Paylaş
Neredeyse hepsi gözyaşı mürekkebiyle yazılmış.
Duygu yüklü. Saygı ve ibret dolu.
Ağlamaklı. Ama moral dolu.
Evlat acısıyla yanmış bir anneye giden yüzlerce şükran mektubu.
Ne çok ihtiyacımız varmış buna.
Ne çok hasret kalmışız bu kucaklaşmaya.
Uşaklı şehit anası Eşe Hanım...
15 yıl önce şehit düşen oğlunun maaşına 15 yıl boyunca dokunmamış.
Bilmiyorum...
Belki her maaş günü bankada oğlunun acısını hatırlamak istemedi.

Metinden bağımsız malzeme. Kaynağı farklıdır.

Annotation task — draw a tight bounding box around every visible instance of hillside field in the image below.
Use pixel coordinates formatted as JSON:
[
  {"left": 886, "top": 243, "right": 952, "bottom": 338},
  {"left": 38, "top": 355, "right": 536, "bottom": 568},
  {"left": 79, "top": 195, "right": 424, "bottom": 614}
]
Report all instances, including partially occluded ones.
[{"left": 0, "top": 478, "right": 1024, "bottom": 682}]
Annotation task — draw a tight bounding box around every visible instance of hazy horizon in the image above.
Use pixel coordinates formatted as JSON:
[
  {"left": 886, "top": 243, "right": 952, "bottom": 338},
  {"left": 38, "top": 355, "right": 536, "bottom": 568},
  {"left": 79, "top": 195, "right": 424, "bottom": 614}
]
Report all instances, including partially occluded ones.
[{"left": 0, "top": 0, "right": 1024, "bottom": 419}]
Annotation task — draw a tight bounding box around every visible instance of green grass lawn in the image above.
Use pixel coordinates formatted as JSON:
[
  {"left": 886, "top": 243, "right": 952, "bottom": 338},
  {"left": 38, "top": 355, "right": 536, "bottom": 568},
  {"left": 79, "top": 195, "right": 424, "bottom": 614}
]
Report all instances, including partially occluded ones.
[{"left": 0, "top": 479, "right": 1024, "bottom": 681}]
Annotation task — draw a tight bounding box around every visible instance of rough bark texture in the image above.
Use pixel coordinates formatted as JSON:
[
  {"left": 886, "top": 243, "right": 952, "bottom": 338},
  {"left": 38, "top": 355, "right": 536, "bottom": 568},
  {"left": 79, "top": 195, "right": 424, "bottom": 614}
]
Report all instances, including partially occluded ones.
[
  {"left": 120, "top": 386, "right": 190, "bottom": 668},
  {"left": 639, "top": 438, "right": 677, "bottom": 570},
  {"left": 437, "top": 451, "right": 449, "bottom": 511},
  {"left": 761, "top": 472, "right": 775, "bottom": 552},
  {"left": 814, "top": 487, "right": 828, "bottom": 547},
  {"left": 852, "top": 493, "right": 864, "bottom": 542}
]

Belki de ihtiyacı olmadığı için daha ilk günden karar verdi. Oğlunun şehit maaşından bir hayır çıkaracaktı.
Ve yaptı da...
Eşe Hanım kan akıtanlara, ölüm bekçilerine bir ders verir gibi. Gitti parayı bir okul yapımı için bağışladı.
250 bin lirayı valiye teslim etti.
Ve işte bu haber dün hurriyet.com.tr’de çıkınca gelen yorumlara baktım.
Ellerinden öpenleri sayamadım. Oğullarımızın kanı üzerinden intikam kampları kuranlara karşı...
kendi oğlunun kanından, intikam yerine bir okul kurdun ya Eşe Hanım...
Ben de öpüyorum ellerinden.
Yeter artık Kıbrıs
PASAPORTUMDA KKTC’ye giriş damgası var diye Sakız Adası’na almadılar ya...
Rum tarafı damgası olunca da biz onları almıyormuşuz.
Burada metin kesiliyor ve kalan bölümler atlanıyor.